L’ancien marinier n’a pas son pareil, en effet, pour faire chanter et colorer de joies vives la banalité des heures et des jours. C’est que, sous sa patte d’esthète de province, Vinche avoue un cœur gros comme la lune. Il est bien seul à pouvoir saisir comme il le fait l’anodin et l’anecdotique. Or, miracle de l’art, sous son pinceau voilà que de modestes instants de l’existence s’animent de vérités plus authentiques et profondes que tant de balivernes jugées exemplaires !
Qu’il s’ensoleille du côté de Saint-Rémy de Provence ou s’abreuve aux eaux grises de la mer du Nord, Vinche demeure cet éternel émerveillé qui se bâtit un univers avec trois fois rien. Ce qui est « quelque chose », le génial Devos nous l’a suffisamment démontré.
Lionel Vinche est de cette trempe. Quand il plonge son pinceau dans l’eau et la couleur, ce n’est jamais pour du futile. Si l’art poétique est le plus sûr moyen pour parvenir sans coup férir jusqu’aux dieux, les voies de cet exercice sont pénibles à plus d’un. Or, Vinche semble se les êtres appropriées depuis toujours. Il a, pour y parvenir, une manière bien à lui de procéder. Qu’il se retrouve face à la mer ou face à n’importe quel environnement, le peintre brosse, comme à plaisir, et il en est bien ainsi, de très petites vignettes emplies de sa petite émotion passagère.

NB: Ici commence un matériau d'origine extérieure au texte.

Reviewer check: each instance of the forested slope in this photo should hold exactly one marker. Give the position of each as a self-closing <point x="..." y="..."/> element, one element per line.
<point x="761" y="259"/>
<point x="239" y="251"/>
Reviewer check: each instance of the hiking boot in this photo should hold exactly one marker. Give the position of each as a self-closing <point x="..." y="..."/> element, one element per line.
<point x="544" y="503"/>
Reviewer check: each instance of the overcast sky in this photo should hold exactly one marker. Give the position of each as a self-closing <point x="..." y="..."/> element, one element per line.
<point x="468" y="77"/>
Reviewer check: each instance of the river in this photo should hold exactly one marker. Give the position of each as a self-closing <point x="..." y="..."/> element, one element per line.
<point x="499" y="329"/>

Une émotion que, souvent, il répète à l’envi, variant simplement la composition, la coloration, le style d’écriture, l’impression fugitive et tenace. Chaque instant béni est de la sorte préservé de l’oubli, sorte de journal de bord composé de mini-feuillets alignés à la queue leu leu. Et c’est bien plus tard, de retour dans l’atelier, que le peintre nous fomentera sa petite révolution plastique en nous composant de plus vastes fresques, les petits papiers d’hier, encolés sur une toile, alignant à perte de vue des histoires qui, répétées de vignette en vignette, divulguent ensemble une histoire complète qui a de la pêche, du tonus et dégage une ambiance digne des meilleurs funambules.

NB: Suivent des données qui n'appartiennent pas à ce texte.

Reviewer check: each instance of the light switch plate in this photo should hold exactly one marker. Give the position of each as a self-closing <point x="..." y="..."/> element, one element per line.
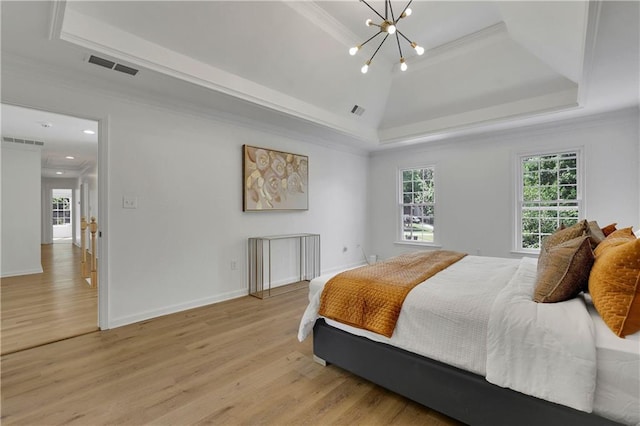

Vinche joue ses partitions sur les cordes sensibles du plus délicat des équilibres, entre vérité et irréalité, entre subtilité et cette poésie de l’instant qui se savoure à perte d’haleine. Qui plus est, dans cette exposition, Vinche multiplie les cordes graphiques à son arc et c’est un régal de les découvrir.

Roger-Pierre Turine
La Libre Belgique, Mercredi 16 mars 2005


Chaque jour, Lionel Vinche écrit une page de son carnet de bord. Cet ancien bâtelier, devenu artiste par nécessité, nous embarque sur les flots de l’aventure humaine.

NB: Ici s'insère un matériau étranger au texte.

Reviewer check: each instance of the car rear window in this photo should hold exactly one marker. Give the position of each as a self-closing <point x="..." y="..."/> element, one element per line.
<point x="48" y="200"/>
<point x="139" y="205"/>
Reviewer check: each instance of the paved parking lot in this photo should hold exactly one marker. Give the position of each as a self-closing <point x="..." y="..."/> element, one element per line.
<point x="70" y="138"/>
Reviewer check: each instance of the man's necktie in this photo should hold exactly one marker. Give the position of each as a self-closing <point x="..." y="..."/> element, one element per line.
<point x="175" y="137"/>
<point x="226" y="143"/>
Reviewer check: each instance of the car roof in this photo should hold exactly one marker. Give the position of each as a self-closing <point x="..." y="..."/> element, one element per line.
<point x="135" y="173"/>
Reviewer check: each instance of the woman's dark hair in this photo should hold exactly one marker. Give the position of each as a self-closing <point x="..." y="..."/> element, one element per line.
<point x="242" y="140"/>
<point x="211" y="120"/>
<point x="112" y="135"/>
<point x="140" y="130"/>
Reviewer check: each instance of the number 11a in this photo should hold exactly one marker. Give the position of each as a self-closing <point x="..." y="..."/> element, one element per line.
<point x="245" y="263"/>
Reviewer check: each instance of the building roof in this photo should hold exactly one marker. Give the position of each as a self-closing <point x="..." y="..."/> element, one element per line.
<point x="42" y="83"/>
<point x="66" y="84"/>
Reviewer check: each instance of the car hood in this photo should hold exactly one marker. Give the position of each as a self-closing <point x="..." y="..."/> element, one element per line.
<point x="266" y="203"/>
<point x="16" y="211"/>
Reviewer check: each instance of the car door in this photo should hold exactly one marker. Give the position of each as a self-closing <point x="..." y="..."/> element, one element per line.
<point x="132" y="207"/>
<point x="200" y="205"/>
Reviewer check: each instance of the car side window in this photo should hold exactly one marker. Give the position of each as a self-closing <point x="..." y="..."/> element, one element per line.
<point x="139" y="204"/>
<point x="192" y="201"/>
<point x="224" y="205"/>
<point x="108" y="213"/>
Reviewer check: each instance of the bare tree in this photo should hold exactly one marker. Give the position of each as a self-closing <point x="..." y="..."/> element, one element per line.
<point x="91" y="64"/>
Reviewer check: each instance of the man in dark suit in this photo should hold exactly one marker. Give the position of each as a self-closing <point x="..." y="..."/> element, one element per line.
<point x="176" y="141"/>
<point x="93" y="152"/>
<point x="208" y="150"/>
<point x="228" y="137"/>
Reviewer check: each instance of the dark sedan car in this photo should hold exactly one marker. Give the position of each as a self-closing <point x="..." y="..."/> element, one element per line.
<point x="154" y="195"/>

Spectateur avide de tout ce qui l’entoure, il nourrit une curiosité de la vie.
Un lapin, une femme, une vache, la mer… Les acteurs et éléments visibles côtoient l’indiscible des sentiments, du souffle, des « ondes » de communication entre les êtres. Ce fascinant mélange s’accomplit dans des saynètes où dessin et écriture s’entremêlent. Le trait devient tantôt image, tantôt parole.
La narration, parfois drôle, parfois critique, est toujours étonnante de vérité. Lionel Vinche revisite le réel en « clair-obscur » – à l’instar de la plupart de ses compositions – et nous offre une vision pertinente et poétique de l’absolu de la vie.
Son œuvre est « le journal d’une vie » qui confronte le visible et l’invisible, le vécu et l’émotion, reflet d’une « joie songeuse », comme l’écrit son ami philosophe Max Loreau.